Shopify has steps along the way to define the base model plus both “rooms.” Testing and documentation are both baked into that process.
Wright compares schema and table best practices to developing APIs, which are always programmed to be easy to use properly and tough to use incorrectly. You can achieve something similar in warehouses by having consistent naming conventions and a plethora of information at the ready.
“When you find a data set, you don’t just find a data set,” he said. “You also find the documentation and the cross references to how that data set has been used by others, which will guide you how to use that data correctly.”
Peer Review and Filing Contracts
Jaffer and Wright point to two other important tenets of the data process. One is peer review. At least two other data scientists — or two others with ability within that repo — are brought in to make sure a pipeline’s code is tight and that all the above-mentioned processes are accounted for in data models.
Because everything gets at least two fresh pairs of eyes, “we make sure that whatever we’re producing to our end customers from a query perspective, is a gold standard,” Jaffer said. He also pointed to a data onboarding sequence and a Data 101 course, where product and UX get a basic understanding of the data engineering side, as helpful safeguards.
A bit more technical, but among the most vital, is Shopify’s concept of contracts. This happens during the transformation process, which runs on big data processing engine Apache Spark. As data scientists transform their data (the T in ETL) to make it presentable for the front room, every input is passed through a contract and every output is checked against its corresponding contract.
Wright explains: “The idea is that when you have a wide-open world where you allow anybody to write a cron job, that job can pick up inputs and write outputs anywhere in your data warehouse. So when things go wrong, your platform doesn’t have much leverage for how to help data scientists.”
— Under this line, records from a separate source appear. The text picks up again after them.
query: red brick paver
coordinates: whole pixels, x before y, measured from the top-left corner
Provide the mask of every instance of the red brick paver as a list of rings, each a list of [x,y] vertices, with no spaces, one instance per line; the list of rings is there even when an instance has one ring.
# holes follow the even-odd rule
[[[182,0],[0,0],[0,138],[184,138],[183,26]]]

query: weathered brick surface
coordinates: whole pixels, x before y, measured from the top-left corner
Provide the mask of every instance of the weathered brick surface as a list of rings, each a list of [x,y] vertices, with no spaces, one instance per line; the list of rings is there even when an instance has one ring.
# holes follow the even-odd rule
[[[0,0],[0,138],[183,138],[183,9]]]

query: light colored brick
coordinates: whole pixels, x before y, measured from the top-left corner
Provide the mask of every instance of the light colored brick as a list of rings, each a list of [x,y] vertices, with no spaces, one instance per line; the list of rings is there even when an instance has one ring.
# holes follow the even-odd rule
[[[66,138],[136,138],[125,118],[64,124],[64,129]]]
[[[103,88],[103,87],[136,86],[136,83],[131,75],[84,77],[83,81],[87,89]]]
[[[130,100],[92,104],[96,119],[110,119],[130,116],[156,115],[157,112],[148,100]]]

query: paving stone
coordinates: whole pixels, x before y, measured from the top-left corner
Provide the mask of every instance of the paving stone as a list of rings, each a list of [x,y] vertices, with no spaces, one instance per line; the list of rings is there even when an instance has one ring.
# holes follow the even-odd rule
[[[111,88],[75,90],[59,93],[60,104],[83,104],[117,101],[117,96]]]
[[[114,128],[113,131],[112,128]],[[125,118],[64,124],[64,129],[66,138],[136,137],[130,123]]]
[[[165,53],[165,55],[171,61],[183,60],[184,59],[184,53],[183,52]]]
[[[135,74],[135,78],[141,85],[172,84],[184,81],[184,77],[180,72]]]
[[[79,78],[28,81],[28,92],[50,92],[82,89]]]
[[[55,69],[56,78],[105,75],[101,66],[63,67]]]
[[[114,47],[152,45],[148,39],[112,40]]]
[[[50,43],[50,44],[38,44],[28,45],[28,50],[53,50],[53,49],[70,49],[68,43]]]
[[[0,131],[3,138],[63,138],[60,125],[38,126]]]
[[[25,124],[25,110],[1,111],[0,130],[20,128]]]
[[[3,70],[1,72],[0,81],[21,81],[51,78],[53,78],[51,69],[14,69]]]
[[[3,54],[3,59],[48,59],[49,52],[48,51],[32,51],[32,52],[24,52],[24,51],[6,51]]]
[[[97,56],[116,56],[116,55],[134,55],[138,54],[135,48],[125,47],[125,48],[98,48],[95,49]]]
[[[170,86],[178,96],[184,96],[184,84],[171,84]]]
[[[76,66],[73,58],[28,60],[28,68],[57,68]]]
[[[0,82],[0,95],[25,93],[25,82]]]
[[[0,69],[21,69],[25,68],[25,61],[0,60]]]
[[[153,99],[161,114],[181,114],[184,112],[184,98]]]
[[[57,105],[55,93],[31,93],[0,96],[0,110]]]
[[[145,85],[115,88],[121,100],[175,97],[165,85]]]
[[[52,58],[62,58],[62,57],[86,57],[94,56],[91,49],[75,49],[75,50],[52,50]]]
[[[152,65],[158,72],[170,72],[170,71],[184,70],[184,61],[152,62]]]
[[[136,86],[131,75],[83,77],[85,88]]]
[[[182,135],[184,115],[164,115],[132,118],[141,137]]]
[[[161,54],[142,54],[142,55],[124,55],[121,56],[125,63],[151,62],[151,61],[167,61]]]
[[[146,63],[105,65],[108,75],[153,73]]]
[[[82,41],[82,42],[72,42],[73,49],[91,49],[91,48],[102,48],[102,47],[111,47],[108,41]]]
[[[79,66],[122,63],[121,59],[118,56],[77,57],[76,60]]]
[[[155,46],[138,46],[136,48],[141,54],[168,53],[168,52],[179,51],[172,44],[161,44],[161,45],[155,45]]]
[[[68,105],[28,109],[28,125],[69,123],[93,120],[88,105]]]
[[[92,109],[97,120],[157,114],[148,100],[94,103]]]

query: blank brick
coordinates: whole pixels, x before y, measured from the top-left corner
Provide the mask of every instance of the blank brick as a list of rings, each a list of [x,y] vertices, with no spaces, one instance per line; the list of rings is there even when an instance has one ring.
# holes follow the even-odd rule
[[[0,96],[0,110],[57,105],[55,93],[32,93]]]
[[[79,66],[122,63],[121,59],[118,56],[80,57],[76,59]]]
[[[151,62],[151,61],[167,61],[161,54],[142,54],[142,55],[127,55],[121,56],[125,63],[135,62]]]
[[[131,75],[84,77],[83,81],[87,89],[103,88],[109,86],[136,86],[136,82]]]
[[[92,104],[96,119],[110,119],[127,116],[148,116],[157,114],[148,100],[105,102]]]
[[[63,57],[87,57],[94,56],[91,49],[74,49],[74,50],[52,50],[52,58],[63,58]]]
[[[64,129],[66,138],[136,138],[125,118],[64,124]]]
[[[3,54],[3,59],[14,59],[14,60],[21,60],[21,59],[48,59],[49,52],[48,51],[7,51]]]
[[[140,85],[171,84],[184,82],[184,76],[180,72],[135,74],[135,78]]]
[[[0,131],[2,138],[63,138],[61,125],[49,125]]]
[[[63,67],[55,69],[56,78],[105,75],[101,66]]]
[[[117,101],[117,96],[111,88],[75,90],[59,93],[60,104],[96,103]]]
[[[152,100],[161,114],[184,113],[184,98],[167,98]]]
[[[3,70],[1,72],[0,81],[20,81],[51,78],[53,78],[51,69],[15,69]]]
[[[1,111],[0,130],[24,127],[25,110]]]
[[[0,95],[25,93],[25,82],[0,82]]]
Without the contracts, a lot of errors — an incorrectly written field name, an unexpected null, data sent to the wrong place — could slip right through.
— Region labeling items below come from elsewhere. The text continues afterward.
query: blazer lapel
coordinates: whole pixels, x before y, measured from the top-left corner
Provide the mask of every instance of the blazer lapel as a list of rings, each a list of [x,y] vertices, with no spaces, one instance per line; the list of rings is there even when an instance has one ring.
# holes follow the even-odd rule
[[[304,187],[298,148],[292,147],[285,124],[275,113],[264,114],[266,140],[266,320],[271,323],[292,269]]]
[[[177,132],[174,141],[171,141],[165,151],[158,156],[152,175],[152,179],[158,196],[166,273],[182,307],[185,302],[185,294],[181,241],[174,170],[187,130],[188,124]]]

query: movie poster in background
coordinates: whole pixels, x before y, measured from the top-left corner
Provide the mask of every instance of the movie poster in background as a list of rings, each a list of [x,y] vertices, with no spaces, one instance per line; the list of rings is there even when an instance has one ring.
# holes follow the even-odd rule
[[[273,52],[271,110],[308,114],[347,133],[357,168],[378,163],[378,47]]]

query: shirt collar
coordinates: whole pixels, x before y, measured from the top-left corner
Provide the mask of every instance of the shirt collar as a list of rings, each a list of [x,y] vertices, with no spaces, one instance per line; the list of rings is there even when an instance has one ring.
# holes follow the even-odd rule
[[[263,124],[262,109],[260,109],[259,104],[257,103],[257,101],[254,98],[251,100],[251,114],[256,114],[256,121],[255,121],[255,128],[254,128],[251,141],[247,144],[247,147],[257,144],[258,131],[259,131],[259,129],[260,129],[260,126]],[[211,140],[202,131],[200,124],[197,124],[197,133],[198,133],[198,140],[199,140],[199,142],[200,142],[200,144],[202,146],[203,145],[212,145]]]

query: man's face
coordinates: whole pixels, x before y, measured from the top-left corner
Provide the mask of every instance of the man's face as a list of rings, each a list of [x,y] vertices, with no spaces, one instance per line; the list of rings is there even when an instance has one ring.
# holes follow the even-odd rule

Having some higher-level visibility on the metadata makes the platform more robust. “It doesn’t mean that you tell them exactly how to do their jobs,” Wright said. “In fact, that’s really where the sweet spot is: to find a way to let [data scientists] look for the best way to do their transformation, then find a way to allow the platform to help them do that.”
Finally, you might be wondering how we’ve come this far discussing the importance of data engineering with only passing mention of Apache Spark and none of, say, Hadoop or Kafka. (For the record, Shopify utilizes all three. You can explore its stack here, including some reflection from the company’s engineering lead on Shopify’s famous early bet on Ruby on Rails.)
That’s not to say these big-data powerhouses are beside the point; it’s more about the important intersection of engineering. Erik, for instance, had “literally zero” experience in big data before joining Shopify in 2015, coming from a development background.
“I was looking at it really from a systems engineering point of view,” he said. “That brought different ideas than maybe if you’re just thinking in terms of Redis versus CSV versus RDD — all these big data tech names.”
He continued: “Data structures, algorithms, object-oriented design. Concurrency, distributed systems engineering — those are skills you can build in any domain. But I think they provide a fantastic foundation for a data engineering career.”
Jaffer sees a similar path, with colleagues often starting from a software engineering practice and feeling the pull of data, particularly as an opportunity to tackle scale problems. Indeed, Shopify now works with more than a million merchants — some small, some major enterprises — across some 175 countries.
“That’s millions and millions of data coming in at a regular interval,” Jaffer said. “How do we deal with those things? It becomes a scale software engineering problem.”